On a vaguely related note, it reminds me that the story of the ventral visual stream is all-in-all more coherent than that of the dorsal visual stream. In the ventral stream, there’s a consensus that object recognition is accomplished by the consistent application of selectivity and invariance operations on earlier levels in a hierarchically structured fashion (that is, the center-surround -> edges/lines -> combos of lines -> object parts -> OJ cell idea). By comparison, the dorsal visual stream is a real mess. It follows the basic plan of the ventral visual stream from V1 to MT to MST, but after that somehow in the parietal lobe is stops being about motion in a strict sense but rather about eye movements and attention and a bunch of other stuff.
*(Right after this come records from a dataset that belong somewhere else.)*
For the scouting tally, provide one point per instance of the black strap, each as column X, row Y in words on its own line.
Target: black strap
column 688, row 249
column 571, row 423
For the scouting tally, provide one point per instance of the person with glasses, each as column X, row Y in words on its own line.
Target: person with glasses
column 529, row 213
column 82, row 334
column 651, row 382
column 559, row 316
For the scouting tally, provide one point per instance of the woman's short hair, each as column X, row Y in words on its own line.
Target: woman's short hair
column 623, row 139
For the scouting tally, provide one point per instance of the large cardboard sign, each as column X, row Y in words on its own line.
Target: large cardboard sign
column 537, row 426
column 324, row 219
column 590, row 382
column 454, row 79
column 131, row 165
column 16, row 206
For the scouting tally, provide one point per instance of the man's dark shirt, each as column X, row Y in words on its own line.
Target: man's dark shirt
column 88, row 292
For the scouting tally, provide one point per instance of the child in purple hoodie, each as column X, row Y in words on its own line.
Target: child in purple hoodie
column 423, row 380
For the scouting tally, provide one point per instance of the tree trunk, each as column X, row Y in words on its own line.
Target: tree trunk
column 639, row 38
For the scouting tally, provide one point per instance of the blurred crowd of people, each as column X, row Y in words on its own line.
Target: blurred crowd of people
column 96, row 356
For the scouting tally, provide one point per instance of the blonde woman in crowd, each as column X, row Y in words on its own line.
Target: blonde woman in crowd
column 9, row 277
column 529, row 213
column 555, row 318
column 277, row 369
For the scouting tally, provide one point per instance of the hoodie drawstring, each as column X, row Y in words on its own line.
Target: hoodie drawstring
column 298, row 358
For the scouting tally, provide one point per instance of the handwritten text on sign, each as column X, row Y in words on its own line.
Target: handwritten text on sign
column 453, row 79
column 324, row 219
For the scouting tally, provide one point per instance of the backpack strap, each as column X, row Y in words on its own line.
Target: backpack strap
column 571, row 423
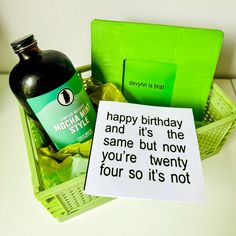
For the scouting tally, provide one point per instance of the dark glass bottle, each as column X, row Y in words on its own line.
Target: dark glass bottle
column 47, row 86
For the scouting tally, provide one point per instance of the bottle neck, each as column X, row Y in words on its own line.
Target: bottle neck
column 28, row 53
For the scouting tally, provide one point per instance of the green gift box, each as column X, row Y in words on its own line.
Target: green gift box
column 156, row 64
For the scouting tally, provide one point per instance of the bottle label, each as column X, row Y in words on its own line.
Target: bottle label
column 66, row 113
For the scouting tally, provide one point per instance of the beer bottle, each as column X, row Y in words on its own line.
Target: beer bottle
column 51, row 92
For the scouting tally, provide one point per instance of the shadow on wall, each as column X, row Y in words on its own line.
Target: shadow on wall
column 8, row 59
column 226, row 59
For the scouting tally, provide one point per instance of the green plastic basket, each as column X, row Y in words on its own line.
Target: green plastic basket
column 67, row 199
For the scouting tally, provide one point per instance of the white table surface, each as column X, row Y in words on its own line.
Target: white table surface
column 22, row 214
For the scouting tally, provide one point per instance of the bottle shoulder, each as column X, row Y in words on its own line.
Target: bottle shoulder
column 40, row 74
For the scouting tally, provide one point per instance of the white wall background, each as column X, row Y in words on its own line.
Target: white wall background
column 65, row 24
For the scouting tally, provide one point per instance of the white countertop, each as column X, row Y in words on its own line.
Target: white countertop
column 22, row 214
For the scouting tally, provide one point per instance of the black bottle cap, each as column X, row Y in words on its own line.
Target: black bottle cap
column 23, row 43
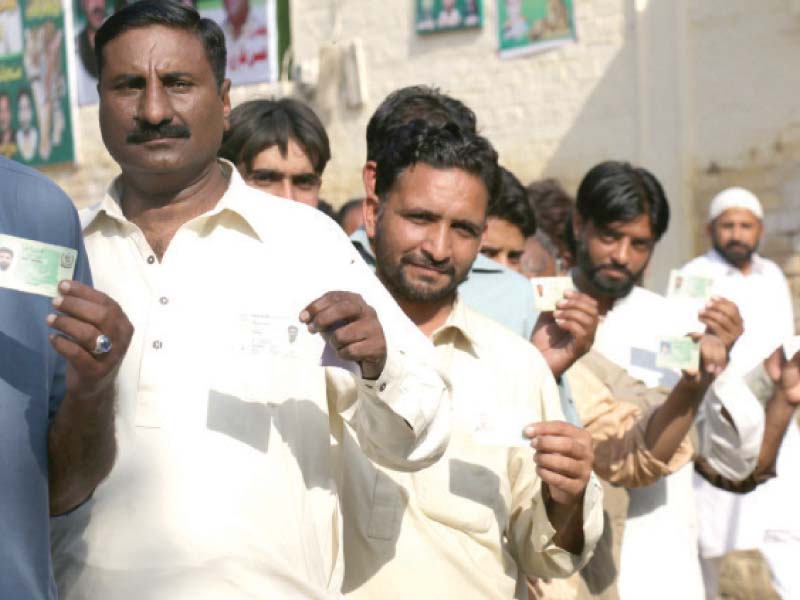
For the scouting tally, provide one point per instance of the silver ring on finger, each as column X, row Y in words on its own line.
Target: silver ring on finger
column 102, row 345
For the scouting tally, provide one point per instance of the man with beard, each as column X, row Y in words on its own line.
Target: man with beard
column 227, row 408
column 766, row 519
column 621, row 213
column 491, row 510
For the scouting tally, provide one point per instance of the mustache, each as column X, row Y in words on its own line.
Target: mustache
column 148, row 134
column 616, row 268
column 445, row 268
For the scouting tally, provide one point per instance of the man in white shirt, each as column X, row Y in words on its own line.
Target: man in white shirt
column 767, row 518
column 621, row 213
column 492, row 510
column 227, row 427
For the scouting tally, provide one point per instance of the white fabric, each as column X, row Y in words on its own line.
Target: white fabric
column 731, row 521
column 473, row 524
column 661, row 528
column 735, row 197
column 224, row 484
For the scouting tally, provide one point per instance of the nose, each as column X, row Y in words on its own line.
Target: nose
column 155, row 108
column 621, row 253
column 437, row 243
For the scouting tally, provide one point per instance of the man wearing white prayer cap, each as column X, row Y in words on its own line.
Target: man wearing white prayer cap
column 767, row 518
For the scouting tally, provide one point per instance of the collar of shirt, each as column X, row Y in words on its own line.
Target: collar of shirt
column 758, row 267
column 236, row 201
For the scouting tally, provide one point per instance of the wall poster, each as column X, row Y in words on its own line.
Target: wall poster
column 529, row 26
column 35, row 119
column 445, row 15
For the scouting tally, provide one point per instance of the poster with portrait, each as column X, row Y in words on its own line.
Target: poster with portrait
column 250, row 33
column 445, row 15
column 529, row 26
column 251, row 37
column 35, row 119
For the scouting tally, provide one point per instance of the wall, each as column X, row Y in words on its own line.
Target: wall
column 703, row 93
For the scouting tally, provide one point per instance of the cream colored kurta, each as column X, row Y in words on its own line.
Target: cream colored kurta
column 473, row 523
column 224, row 484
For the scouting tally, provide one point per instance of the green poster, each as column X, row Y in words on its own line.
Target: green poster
column 35, row 119
column 446, row 15
column 528, row 26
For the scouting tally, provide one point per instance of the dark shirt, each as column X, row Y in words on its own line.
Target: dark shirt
column 32, row 384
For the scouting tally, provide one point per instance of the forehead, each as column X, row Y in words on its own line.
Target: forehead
column 736, row 215
column 155, row 47
column 443, row 190
column 639, row 228
column 295, row 161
Meanwhile, we know very little about how gait, locomotion and gaze changes are processed in the dorsal stream, even though these things are clearly very important and informative. Giese and Poggio (2003) speculate that the dorsal visual stream is organized in a way similar to the ventral visual stream, and that gait processing is the dorsal analogue of object and facial recognition in the ventral stream. This idea appeals to me, but it really doesn’t solve the all-important question of why the dorsal stream participates in gaze control and attention. Perhaps the dorsal visual stream is hierarchical only to a certain degree, and at some point the signal diverges in parallel pathways? I honestly don’t have the flippest idea.